L'Europe reste divisée sur la question de l'énergie nucléaire

L'Europe reste divisée sur la question de l'énergie nucléaire

La France, premier pays européen pour l'énergie nucléaire, envisage une loi pour accélérer la construction de nouveaux réacteurs.

Alors que le continent est confronté à une crise énergétique provoquée par l'invasion russe de l'Ukraine, ce projet s'inscrit dans le cadre de la volonté d'indépendance énergétique du président Emmanuel Macron.
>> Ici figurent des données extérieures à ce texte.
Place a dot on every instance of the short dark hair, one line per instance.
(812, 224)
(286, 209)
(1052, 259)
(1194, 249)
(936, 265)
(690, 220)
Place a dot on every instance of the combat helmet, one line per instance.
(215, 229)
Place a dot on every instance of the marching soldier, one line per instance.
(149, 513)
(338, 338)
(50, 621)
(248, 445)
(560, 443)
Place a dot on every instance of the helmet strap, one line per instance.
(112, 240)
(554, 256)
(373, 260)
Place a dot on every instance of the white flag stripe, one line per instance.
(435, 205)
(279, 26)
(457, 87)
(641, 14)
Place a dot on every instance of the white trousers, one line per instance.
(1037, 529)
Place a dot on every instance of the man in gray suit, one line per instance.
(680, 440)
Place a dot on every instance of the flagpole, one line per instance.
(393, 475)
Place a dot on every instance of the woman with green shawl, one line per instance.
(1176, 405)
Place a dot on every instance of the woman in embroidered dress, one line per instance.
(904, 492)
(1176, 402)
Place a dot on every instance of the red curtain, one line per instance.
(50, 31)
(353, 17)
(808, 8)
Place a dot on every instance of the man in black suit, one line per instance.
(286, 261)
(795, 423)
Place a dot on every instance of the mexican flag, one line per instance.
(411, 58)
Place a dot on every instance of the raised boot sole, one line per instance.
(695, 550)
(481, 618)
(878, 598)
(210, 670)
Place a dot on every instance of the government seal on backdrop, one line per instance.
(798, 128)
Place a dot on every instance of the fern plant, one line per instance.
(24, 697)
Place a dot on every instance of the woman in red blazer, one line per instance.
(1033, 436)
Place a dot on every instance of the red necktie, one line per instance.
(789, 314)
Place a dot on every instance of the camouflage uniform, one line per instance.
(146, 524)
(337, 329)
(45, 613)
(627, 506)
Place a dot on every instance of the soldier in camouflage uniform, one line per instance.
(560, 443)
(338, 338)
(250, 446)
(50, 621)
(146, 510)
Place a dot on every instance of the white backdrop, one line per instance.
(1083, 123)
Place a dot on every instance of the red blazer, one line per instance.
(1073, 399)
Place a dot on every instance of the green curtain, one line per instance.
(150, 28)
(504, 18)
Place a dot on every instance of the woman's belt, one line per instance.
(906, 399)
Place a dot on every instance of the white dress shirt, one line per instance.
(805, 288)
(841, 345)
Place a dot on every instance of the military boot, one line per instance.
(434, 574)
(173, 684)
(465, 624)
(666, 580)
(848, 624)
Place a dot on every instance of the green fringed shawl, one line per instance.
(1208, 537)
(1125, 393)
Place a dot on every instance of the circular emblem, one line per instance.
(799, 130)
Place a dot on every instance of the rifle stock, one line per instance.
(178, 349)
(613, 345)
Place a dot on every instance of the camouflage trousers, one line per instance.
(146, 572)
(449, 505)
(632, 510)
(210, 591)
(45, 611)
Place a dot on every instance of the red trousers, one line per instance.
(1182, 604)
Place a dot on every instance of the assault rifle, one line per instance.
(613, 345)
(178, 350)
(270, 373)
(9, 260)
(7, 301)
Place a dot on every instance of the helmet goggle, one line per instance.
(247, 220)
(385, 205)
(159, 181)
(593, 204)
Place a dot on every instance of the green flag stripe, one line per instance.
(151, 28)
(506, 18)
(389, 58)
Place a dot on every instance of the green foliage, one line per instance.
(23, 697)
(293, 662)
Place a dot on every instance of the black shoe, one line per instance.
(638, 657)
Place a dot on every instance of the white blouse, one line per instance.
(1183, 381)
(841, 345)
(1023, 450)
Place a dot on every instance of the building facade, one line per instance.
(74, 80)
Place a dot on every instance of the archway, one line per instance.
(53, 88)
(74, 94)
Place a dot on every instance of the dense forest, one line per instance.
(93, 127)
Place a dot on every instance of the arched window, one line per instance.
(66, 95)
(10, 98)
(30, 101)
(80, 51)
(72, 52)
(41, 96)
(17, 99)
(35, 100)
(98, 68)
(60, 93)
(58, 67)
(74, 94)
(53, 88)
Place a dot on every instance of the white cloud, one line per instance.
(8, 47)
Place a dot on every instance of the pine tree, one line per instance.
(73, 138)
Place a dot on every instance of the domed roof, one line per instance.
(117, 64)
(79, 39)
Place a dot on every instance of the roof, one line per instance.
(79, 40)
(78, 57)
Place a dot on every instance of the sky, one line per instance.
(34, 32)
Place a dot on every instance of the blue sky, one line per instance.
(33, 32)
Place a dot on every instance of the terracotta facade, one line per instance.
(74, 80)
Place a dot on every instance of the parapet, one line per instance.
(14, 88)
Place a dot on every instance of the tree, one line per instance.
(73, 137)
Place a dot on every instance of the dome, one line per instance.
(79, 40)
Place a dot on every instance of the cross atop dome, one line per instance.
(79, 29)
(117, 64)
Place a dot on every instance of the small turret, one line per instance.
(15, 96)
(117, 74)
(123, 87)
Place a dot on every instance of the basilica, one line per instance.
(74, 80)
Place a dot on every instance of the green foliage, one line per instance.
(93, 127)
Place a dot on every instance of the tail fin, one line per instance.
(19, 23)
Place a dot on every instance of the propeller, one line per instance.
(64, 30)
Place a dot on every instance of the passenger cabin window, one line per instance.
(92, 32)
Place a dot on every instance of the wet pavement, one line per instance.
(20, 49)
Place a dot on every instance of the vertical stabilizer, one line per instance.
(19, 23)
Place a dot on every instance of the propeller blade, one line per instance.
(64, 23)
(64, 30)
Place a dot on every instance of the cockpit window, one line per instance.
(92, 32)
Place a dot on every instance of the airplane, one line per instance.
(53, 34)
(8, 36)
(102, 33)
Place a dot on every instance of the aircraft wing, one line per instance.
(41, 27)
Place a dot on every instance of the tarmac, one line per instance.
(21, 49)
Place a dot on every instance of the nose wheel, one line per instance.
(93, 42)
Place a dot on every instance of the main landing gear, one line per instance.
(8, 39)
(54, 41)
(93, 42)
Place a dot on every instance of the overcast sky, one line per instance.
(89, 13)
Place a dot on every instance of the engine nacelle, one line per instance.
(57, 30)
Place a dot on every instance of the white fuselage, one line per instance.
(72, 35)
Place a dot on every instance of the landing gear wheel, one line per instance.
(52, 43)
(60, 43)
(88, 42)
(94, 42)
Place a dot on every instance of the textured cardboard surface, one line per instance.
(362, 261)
Ce dernier a déclaré que la modernisation était essentielle pour atteindre cet objectif.

Le projet de loi vise à rationaliser le processus d'approbation et de construction de nouvelles centrales dans le pays. Il prévoit également de revenir sur l'engagement pris par François Hollande de réduire la part du nucléaire dans la production d'électricité du pays à 50 %.

Mais la volonté de relancer le nucléaire a provoqué des frictions avec d'autres pays européens, comme l'Allemagne.

Alors que certains États membres de l'UE soutiennent totalement le nucléaire, avec des réacteurs produisant une grande partie de leurs besoins en énergie, d'autres ont une histoire plus compliquée avec l'atome et une opinion publique négative qui exclut complètement le nucléaire.

Alors qu'un tiers des réacteurs nucléaires actuellement en service dans l'UE approchent de la fin de leur cycle de vie en 2025, ce débat laisse planer le doute sur l'avenir de cette source d'énergie dans l'Union européenne.

Alors pourquoi l'énergie nucléaire est-elle un sujet qui divise autant l'Europe ?

Quelle est la part du nucléaire dans la production énergétique européenne ?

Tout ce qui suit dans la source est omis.